I am trying to cluster tweets stored in the format key,listofwords
My first step has been to extract TF-IDF values for the list of words using dataframe with
dbURL = "hdfs://pathtodir"
file = sc.textFile(dbURL)
#Define data frame schema
fields = [StructField('key',StringType(),False),StructField('content',StringType(),False)]
schema = StructType(fields)
#Data in format <key>,<listofwords>
file_temp = file.map(lambda l : l.split(","))
file_df = sqlContext.createDataFrame(file_temp, schema)
#Extract TF-IDF From https://spark.apache.org/docs/1.5.2/ml-features.html
tokenizer = Tokenizer(inputCol='content', outputCol='words')
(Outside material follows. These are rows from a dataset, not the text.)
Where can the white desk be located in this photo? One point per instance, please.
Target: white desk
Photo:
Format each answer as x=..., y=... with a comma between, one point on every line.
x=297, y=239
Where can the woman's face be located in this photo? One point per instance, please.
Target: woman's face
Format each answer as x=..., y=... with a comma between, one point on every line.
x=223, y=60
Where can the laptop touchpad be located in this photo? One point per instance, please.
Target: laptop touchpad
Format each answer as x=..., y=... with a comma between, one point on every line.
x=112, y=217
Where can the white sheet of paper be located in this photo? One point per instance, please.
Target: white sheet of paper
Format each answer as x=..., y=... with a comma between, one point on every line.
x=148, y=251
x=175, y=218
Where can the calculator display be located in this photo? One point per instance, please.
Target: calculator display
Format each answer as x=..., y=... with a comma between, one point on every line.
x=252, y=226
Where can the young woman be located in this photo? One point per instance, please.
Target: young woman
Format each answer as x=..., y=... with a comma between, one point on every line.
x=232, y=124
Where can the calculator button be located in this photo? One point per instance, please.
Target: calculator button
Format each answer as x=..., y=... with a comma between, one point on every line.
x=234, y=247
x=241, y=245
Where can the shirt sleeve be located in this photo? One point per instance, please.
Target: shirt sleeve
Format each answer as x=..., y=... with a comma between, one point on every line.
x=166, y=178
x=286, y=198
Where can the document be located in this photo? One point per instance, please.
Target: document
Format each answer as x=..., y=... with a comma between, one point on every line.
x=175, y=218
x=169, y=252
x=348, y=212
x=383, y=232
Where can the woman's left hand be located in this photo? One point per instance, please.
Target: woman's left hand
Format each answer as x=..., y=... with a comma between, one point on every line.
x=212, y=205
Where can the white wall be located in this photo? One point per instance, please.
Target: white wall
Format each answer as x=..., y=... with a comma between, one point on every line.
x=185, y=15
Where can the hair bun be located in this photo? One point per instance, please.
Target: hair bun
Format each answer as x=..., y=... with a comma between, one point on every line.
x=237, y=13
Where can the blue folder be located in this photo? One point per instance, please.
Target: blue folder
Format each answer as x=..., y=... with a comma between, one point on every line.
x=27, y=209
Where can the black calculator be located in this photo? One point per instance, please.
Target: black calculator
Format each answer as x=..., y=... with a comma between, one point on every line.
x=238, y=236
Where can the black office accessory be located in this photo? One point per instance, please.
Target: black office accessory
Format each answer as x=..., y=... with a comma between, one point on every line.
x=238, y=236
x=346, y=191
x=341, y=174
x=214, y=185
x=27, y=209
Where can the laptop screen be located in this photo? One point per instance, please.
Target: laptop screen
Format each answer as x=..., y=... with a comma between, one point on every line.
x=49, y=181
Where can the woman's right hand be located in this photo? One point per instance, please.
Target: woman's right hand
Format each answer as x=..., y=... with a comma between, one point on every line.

wordsData = tokenizer.transform(file_df)
hashingTF = HashingTF(inputCol='words',outputCol='rawFeatures',numFeatures=1000)
featurizedData = hashingTF.transform(wordsData)
idf = IDF(inputCol='rawFeatures',outputCol='features')
idfModel = idf.fit(featurizedData)
rescaled_data = idfModel.transform(featurizedData)
Following the suggestion from Preparing data for LDA in spark I tried to reformat the output to what I expect to be an input to LDA, based on this example, I started as:
indexer = StringIndexer(inputCol='key',outputCol='KeyIndex')
indexed_data = indexer.fit(rescaled_data).transform(rescaled_data).drop('key').drop('content').drop('words').drop('rawFeatures')
But now I do not manage to find a good way to turn my dataframe into the format proposed in previous example or in this example
I would be very grateful if someone could point me to the correct place to look at or could correct me if my approach is wrong.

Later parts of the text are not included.